Using graphic examples of ethnic fighting in the world, U.S. Ambassador to the United Nations Madeleine K. Albright yesterday urged graduates of the Johns Hopkins University to speak out and stand up for the rights of others.
From a stage adorned by yellow mums underneath a tent on campus, the university's 4,075 graduates were honored by Hopkins officials while relatives and friends snapped photographs and videotaped a commencement ceremony that lasted nearly three hours.
"You -- the class of 1994 -- will represent a new generation of Americans at a time of great turbulence and constant change," Ms. Albright said. "We will need a unified sense of national purpose. Surely, [the purpose] revolves around a commitment to individual liberty, respect for individual prerogatives and tolerance for the rights and opinions and personal choices of others."
In a 15-minute address, Ms. Albright described some of her more somber journeys representing the United Nations in Sarajevo, Cambodia and Africa. She used the examples, in part, to urge the graduates to "act with courage and faith" in their adult lives.

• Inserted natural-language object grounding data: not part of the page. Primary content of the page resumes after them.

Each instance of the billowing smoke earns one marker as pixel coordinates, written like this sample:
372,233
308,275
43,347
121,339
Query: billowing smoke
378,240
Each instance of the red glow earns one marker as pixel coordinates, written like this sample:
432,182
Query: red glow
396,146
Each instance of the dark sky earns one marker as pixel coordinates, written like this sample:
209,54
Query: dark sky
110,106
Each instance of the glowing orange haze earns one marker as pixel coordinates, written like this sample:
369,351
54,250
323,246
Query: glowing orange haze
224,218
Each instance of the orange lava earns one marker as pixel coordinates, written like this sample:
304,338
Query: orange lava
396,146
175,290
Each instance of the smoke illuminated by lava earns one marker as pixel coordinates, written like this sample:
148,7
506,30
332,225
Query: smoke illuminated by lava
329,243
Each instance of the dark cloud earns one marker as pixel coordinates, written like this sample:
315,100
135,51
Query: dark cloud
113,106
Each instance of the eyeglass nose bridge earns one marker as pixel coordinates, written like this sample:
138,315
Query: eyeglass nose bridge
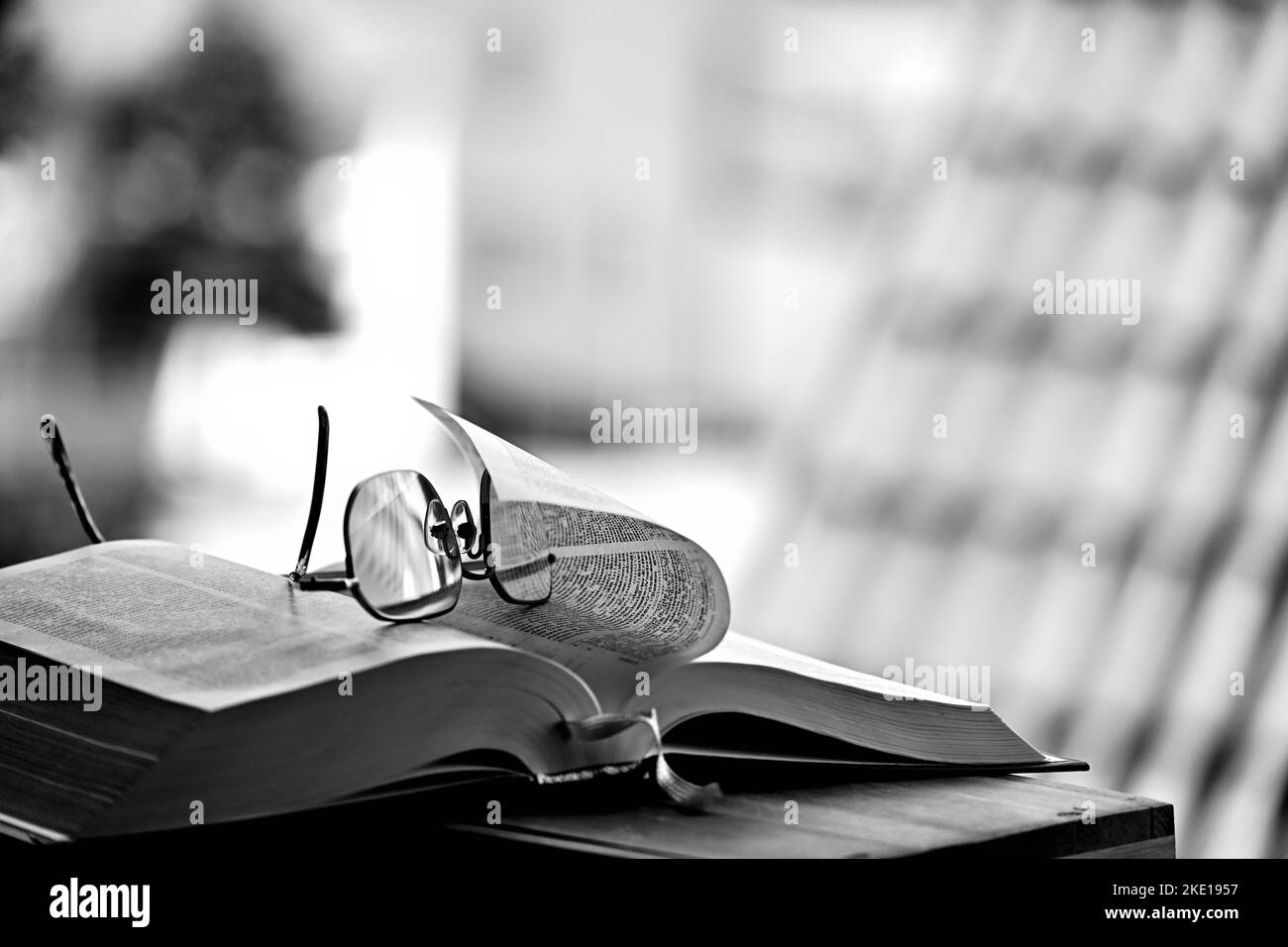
437,531
467,531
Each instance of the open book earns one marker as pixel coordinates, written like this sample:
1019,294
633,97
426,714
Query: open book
142,684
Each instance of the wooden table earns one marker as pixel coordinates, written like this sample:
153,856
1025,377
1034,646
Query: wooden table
987,815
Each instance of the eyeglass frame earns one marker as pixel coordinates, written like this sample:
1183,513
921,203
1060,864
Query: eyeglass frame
477,540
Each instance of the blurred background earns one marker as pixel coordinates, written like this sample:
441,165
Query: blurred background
818,224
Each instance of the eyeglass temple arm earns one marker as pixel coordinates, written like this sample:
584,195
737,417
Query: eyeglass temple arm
310,528
53,440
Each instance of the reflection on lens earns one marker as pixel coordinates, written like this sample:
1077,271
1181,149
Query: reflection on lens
399,577
519,549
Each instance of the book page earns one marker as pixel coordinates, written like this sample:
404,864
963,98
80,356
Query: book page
196,629
626,591
741,650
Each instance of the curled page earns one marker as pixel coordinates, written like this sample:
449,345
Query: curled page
625,591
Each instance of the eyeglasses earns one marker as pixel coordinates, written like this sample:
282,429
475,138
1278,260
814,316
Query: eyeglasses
404,554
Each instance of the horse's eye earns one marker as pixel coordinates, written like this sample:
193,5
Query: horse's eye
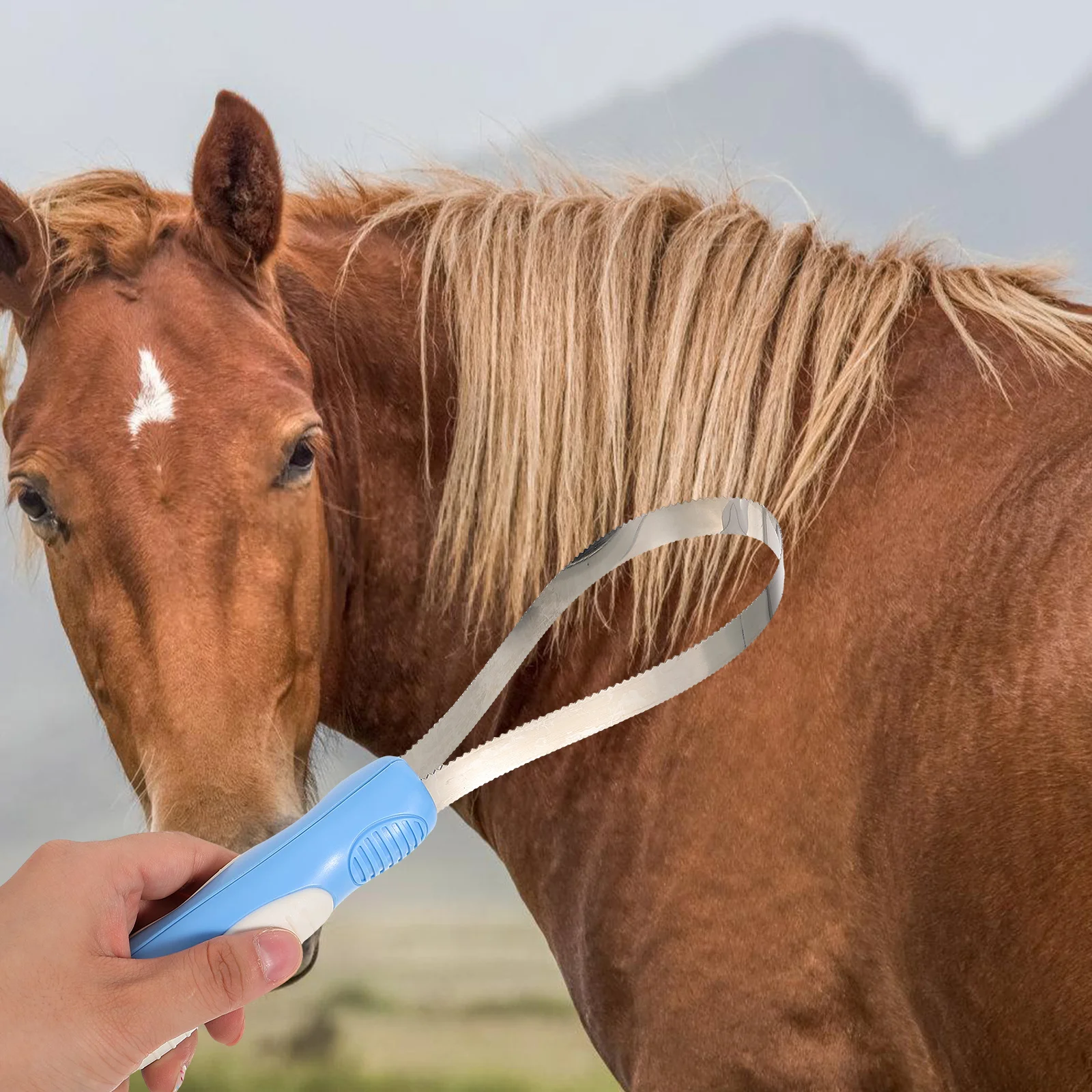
33,504
298,470
303,457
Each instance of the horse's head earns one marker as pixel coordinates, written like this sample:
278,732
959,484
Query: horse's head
163,448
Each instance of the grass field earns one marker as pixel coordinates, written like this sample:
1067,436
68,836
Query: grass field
464,1004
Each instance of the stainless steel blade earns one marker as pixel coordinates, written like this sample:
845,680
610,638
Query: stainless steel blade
622,700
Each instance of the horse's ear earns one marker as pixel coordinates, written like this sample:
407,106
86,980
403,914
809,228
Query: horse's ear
22,255
238,190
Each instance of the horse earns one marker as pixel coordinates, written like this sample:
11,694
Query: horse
302,458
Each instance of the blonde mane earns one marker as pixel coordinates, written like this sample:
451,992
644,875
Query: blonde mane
620,352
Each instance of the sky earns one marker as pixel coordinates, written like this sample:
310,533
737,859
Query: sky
371,85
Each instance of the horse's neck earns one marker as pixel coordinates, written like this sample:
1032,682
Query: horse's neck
392,665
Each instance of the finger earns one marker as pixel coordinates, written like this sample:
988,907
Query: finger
167,1073
174,993
156,865
229,1028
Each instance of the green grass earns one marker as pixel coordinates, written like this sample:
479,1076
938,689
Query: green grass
233,1077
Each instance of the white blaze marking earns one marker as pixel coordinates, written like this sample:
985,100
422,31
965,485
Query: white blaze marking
154,400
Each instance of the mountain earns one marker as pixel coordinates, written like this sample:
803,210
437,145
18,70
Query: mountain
807,125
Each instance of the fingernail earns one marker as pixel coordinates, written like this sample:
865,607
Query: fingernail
278,953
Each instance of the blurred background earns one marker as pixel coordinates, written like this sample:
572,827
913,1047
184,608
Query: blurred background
950,119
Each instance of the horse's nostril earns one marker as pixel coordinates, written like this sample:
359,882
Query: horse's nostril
311,955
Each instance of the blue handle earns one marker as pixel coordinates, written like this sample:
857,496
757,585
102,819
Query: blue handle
360,829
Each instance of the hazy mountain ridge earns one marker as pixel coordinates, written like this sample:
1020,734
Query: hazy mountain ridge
807,109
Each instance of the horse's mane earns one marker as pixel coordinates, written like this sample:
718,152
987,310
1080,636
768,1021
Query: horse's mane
620,352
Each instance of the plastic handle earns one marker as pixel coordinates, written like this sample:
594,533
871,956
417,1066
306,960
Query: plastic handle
360,828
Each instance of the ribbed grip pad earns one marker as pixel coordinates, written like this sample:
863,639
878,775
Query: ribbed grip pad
384,846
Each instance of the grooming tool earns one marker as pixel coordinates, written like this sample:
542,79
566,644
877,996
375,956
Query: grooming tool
379,815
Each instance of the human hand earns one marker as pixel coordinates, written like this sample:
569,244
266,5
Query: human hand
76,1011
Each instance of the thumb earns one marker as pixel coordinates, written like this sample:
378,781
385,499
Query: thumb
176,993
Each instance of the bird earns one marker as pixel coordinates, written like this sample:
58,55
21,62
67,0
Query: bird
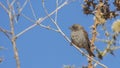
79,38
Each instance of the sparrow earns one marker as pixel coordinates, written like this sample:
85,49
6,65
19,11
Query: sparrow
79,37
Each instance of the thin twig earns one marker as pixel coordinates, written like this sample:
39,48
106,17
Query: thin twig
63,34
4,7
25,30
27,18
39,21
33,12
13,40
7,33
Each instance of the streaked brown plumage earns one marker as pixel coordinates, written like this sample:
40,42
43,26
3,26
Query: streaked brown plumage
79,37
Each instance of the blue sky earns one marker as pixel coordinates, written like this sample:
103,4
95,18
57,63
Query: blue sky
42,48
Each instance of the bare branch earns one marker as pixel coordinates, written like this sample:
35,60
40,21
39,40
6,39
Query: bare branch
34,15
63,34
5,32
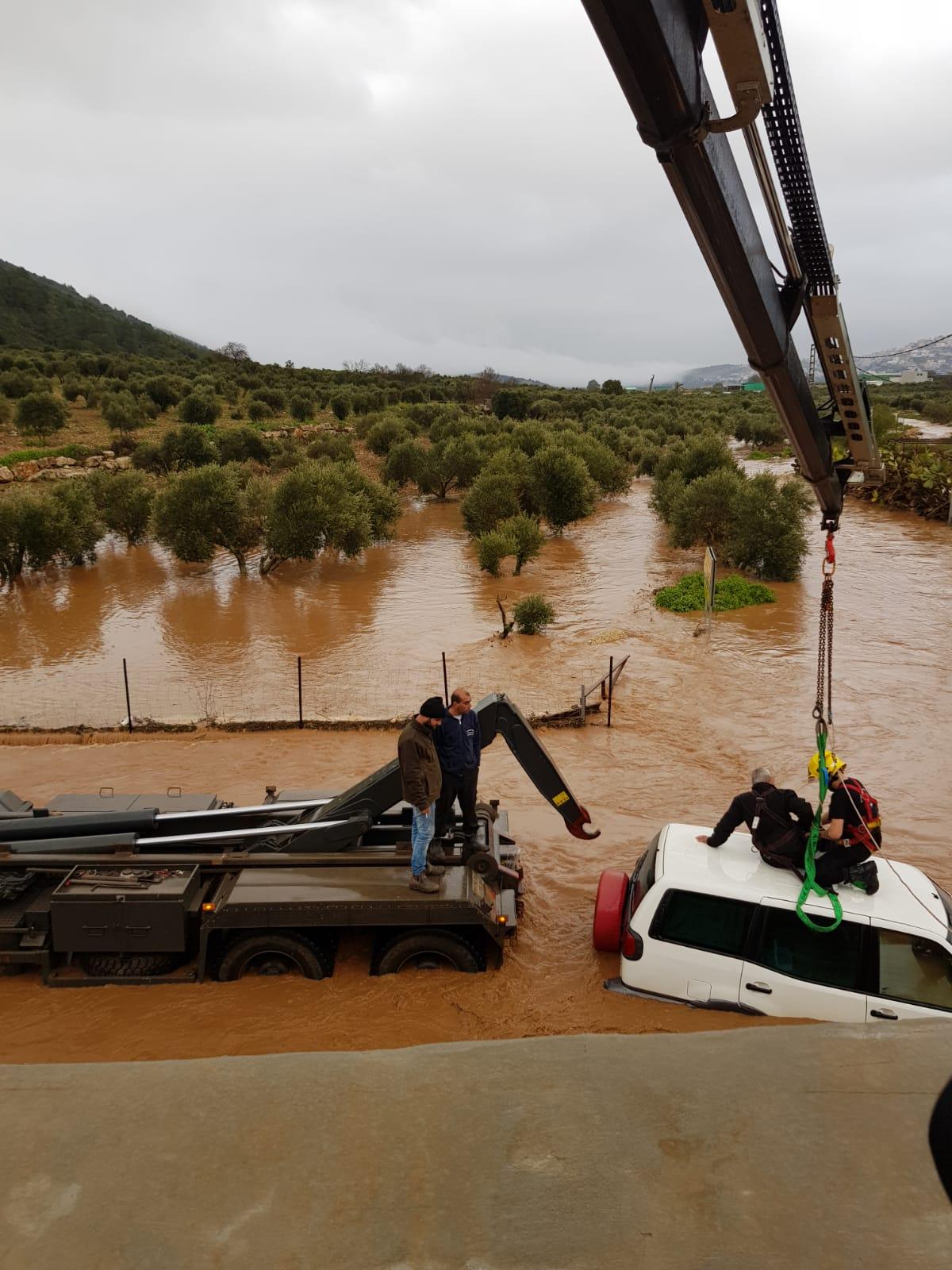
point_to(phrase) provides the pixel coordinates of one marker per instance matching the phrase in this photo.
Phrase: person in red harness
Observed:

"Thousands of [Bosnian] families that once gathered around kitchen tables assemble now at cemeteries," she said. "One has only to scan the horizon from the blood-swollen rivers of Rwanda to the battle-scarred mountains of Caucasus to the splintered remains of the former Yugoslavia and Soviet Union to understand: Freedom based on tolerance is the most essential and the most endangered principle in the world today." The ambassador, a member of President Clinton's Cabinet and the National Security Council, told the graduates that she once briefly attended Hopkins' School of Advanced International Studies. She received a bachelor's degree from Wellesley College in 1959. She earned a master's degree in 1968 and a doctorate in 1976 from Columbia University's department of public law and government.
Yesterday Ms. Albright was one of five recipients of honorary degrees from Hopkins, a 118-year-old institution that enrolls about 16,000 full- and part-time students on campuses in the Baltimore area and in China and Italy. Other honorary degrees were awarded to state Sen. Clarence Blount, Hopkins School of Medicine Dean Emeritus Richard S. Ross, philanthropist Anne M. Pinkard and former Hopkins School of Public Health Dean D. A. Henderson.
The university's 417 doctoral students were the only ones given the opportunity to receive their diplomas during the ceremony.
Some of the former undergraduates, who picked up their diplomas at other times, were already looking forward to work on higher degrees.
Hyacinth Morgan, 33, who earned a bachelor's of science degree, said she aspires to become a doctor and enter medical school at Yale University in 1995.
The mother of two teen-agers, Ms. Morgan entered the United States illegally in 1982 from Jamaica and worked as a housekeeper before gaining her green card and eventually enrolling at Hopkins. She graduated with straight A's after studying math and biology.
"I feel wonderful today," Ms. Morgan said. "I don't think there's anyone else who's as excited about graduation as me."
David Dante, 22, from Harford County who earned a civil engineering degree, said he plans to go to graduate school to study disposal methods of hazardous and radioactive waste.
"My immediate hopes are to finish my research and then go off and come up with a thesis that will make a contribution to society."